For many years researchers have probed the structure of protons—subatomic particles with a positive charge—by bombarding them with electrons and examining the intensity of the scattered electrons at different angles.

In this way they have attempted to determine how the proton's electric charge and magnetization are distributed. These experiments had previously led researchers to assume that the electric and magnetic charge distributions are the same, and that one photon—an elementary particle of light—is exchanged when the protons interact with the bombarding electrons.

However, in the early 2000s, researchers began to carry out experiments using polarized electron beams, which measure electron-proton elastic scattering using the spin of the protons and electrons. These experiments revealed that the ratio of electric to magnetic charge distributions decreased dramatically with higher-energy interactions between the electrons and protons.

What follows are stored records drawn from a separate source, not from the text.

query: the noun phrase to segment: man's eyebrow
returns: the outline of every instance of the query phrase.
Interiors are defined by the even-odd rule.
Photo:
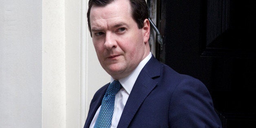
[[[117,28],[117,27],[119,27],[120,26],[122,26],[123,25],[125,25],[126,24],[123,23],[120,23],[117,24],[115,24],[115,25],[114,25],[113,26],[113,28]]]
[[[92,31],[102,31],[103,30],[102,29],[98,29],[95,27],[93,27],[91,29]]]

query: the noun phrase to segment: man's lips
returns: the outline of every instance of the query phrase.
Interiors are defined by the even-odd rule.
[[[116,57],[117,57],[118,56],[119,56],[120,55],[110,55],[109,57],[108,57],[107,58],[109,58],[109,59],[113,59],[115,58]]]

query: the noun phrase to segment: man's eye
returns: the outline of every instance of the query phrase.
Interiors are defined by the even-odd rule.
[[[118,29],[118,31],[119,32],[124,31],[125,30],[125,28],[121,28]]]
[[[95,35],[97,36],[99,36],[99,35],[102,35],[104,34],[104,33],[102,32],[99,32],[95,33]]]

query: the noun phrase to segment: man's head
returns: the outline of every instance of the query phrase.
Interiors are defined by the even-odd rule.
[[[92,36],[90,14],[93,6],[104,7],[113,1],[118,0],[90,0],[87,11],[87,22],[89,31]],[[148,18],[148,12],[147,4],[145,0],[128,0],[132,7],[132,18],[137,23],[138,27],[141,29],[144,25],[144,20]]]
[[[90,5],[88,20],[98,59],[115,79],[130,74],[150,52],[149,21],[144,15],[145,18],[134,19],[134,15],[141,14],[134,12],[130,2],[147,10],[144,0],[115,0],[104,6]],[[95,1],[98,2],[94,4],[99,4],[98,0],[91,0],[89,3]]]

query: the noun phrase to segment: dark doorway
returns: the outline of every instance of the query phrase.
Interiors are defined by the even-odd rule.
[[[206,85],[223,128],[256,126],[254,1],[152,2],[163,43],[157,58]]]

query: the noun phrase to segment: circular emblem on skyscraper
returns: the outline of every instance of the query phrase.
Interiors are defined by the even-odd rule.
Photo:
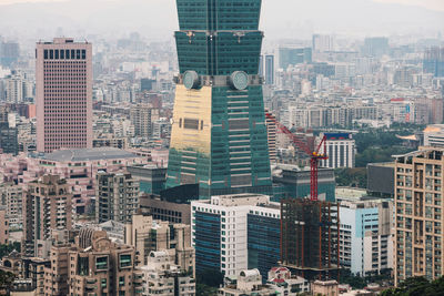
[[[243,71],[234,71],[230,76],[231,85],[236,90],[244,90],[249,86],[249,74]]]
[[[183,85],[188,90],[199,88],[199,74],[195,71],[185,71],[183,74]]]

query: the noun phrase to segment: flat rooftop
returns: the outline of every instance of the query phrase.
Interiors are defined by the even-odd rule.
[[[115,147],[67,149],[39,155],[39,159],[54,162],[81,162],[140,157],[131,152]]]

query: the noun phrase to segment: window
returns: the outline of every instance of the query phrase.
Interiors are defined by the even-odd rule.
[[[108,256],[98,257],[95,259],[95,269],[98,271],[108,269]]]
[[[189,130],[199,130],[199,120],[184,119],[183,127]]]
[[[120,268],[130,267],[132,265],[131,255],[130,254],[120,255],[119,263],[120,263]]]

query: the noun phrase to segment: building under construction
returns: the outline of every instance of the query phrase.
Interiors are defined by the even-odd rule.
[[[339,204],[281,201],[281,263],[307,279],[337,278]]]

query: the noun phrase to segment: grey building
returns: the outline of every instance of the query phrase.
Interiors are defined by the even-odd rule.
[[[142,213],[153,216],[154,220],[191,224],[191,205],[189,203],[172,203],[162,200],[159,195],[142,194],[140,196],[140,208]]]
[[[273,202],[283,198],[306,197],[310,195],[310,169],[300,170],[296,165],[278,164],[272,166]],[[320,169],[317,190],[320,200],[335,201],[336,181],[333,169]]]
[[[130,223],[139,208],[139,181],[130,173],[99,172],[95,185],[95,218],[98,223]]]
[[[128,172],[139,180],[140,191],[148,194],[160,194],[165,188],[167,169],[155,165],[128,166]]]
[[[367,192],[372,196],[394,197],[394,163],[367,164]]]

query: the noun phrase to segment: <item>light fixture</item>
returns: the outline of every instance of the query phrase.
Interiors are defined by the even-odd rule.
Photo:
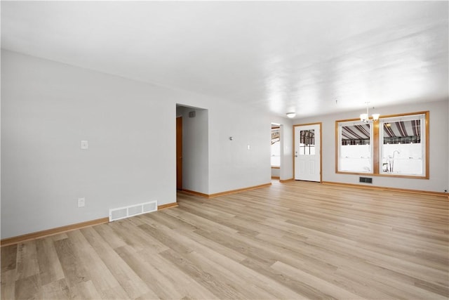
[[[370,115],[368,114],[368,105],[369,102],[366,102],[366,114],[360,114],[360,120],[363,123],[368,123],[370,122]],[[373,114],[373,120],[374,122],[377,121],[379,119],[379,117],[380,115],[379,114]]]

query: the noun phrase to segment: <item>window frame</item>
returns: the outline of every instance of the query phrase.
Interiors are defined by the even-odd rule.
[[[425,135],[424,138],[422,140],[424,143],[423,146],[423,150],[424,151],[423,155],[424,159],[424,175],[409,175],[409,174],[388,174],[388,173],[382,173],[382,167],[380,164],[382,164],[382,150],[380,149],[381,146],[381,134],[380,134],[380,124],[382,122],[382,119],[392,119],[396,117],[411,117],[414,115],[424,115],[424,131],[423,133]],[[374,176],[381,176],[381,177],[394,177],[394,178],[416,178],[416,179],[429,179],[429,110],[422,111],[422,112],[407,112],[402,114],[395,114],[395,115],[382,115],[379,117],[378,121],[373,122],[372,118],[370,118],[370,122],[372,124],[373,127],[373,136],[372,136],[372,143],[373,143],[373,172],[372,173],[366,173],[366,172],[347,172],[344,171],[339,171],[339,159],[340,159],[340,133],[339,133],[339,124],[344,123],[344,122],[356,122],[357,121],[360,121],[359,119],[342,119],[342,120],[337,120],[335,121],[335,173],[336,174],[355,174],[355,175],[370,175]],[[382,129],[383,130],[383,129]],[[382,141],[383,143],[383,141]]]
[[[340,125],[341,124],[341,125]],[[336,143],[335,143],[335,173],[337,174],[363,174],[363,175],[370,175],[374,172],[375,169],[375,157],[374,157],[374,126],[371,123],[370,126],[370,164],[371,166],[370,171],[363,172],[362,171],[340,171],[340,152],[341,152],[341,146],[342,146],[342,128],[347,125],[365,125],[366,123],[364,123],[360,120],[360,119],[352,119],[350,120],[340,120],[336,121],[335,126],[336,126]]]

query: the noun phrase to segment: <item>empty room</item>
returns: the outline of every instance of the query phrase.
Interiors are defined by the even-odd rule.
[[[448,299],[449,2],[1,1],[1,299]]]

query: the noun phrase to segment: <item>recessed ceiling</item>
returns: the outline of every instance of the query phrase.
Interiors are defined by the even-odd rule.
[[[285,117],[448,98],[448,1],[1,1],[1,46]]]

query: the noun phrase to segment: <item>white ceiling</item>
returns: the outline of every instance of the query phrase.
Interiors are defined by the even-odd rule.
[[[448,1],[1,1],[2,48],[284,117],[447,99],[448,27]]]

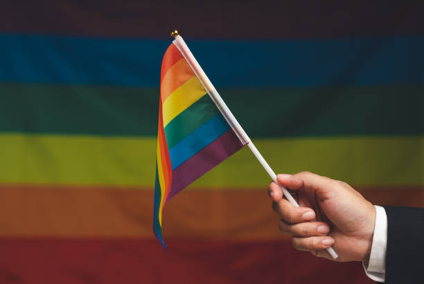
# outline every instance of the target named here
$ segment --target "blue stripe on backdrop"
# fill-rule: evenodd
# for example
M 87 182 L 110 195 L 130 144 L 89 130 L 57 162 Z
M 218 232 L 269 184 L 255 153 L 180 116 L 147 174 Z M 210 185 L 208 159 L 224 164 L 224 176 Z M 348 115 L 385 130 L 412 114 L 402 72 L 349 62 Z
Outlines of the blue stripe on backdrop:
M 169 150 L 173 170 L 227 132 L 230 126 L 218 114 Z
M 3 34 L 0 42 L 0 82 L 154 87 L 170 40 Z M 424 37 L 187 44 L 217 87 L 424 82 Z

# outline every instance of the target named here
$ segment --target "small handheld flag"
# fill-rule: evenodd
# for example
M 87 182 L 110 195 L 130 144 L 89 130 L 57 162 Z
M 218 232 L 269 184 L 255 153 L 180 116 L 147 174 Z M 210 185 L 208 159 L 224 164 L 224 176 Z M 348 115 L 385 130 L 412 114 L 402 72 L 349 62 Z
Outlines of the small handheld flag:
M 225 159 L 247 145 L 277 184 L 276 175 L 207 78 L 177 30 L 162 60 L 153 231 L 162 237 L 164 206 Z M 280 185 L 285 197 L 299 204 Z M 336 258 L 332 248 L 327 249 Z

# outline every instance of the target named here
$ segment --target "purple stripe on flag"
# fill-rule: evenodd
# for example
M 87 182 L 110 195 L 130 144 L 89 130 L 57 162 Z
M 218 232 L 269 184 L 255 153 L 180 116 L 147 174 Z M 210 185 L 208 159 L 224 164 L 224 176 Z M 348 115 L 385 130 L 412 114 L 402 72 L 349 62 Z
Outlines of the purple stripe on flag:
M 173 171 L 167 201 L 242 147 L 231 129 L 219 136 Z

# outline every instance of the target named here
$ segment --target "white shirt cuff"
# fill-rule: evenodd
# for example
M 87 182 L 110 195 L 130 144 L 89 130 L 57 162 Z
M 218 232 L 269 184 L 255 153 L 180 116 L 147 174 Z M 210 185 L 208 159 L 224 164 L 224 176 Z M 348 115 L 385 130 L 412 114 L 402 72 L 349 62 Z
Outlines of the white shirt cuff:
M 383 207 L 376 207 L 376 224 L 369 261 L 362 262 L 366 276 L 370 278 L 385 282 L 386 276 L 386 250 L 387 249 L 387 215 Z

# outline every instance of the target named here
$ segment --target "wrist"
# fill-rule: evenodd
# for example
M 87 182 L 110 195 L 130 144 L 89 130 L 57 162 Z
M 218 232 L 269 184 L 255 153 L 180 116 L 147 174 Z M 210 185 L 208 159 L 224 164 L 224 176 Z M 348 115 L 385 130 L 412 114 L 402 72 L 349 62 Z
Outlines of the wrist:
M 364 253 L 364 257 L 362 258 L 362 261 L 364 262 L 364 263 L 366 264 L 366 266 L 368 266 L 368 263 L 369 262 L 369 258 L 371 256 L 371 249 L 373 247 L 373 239 L 374 237 L 374 230 L 376 229 L 376 220 L 377 215 L 377 212 L 374 206 L 371 203 L 369 203 L 369 205 L 370 219 L 368 222 L 368 225 L 366 226 L 368 229 L 366 231 L 366 233 L 364 234 L 366 245 L 364 246 L 365 250 Z

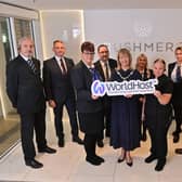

This led to the theory that not one but two photons were sometimes being exchanged during the interaction, causing the uneven charge distribution. What's more, the theory predicted that both of these particles would be so-called "hard," or high-energy photons.

In a bid to identify this "two-photon exchange," an international team led by researchers in the Laboratory for Nuclear Science at MIT carried out a seven-year experiment, known as OLYMPUS, at the German Electron Synchrotron (DESY) in Hamburg.

In a paper published this week in the journal Physical Review Letters, the researchers reveal the results of this experiment, which indicate that two photons are indeed exchanged during electron-proton interactions.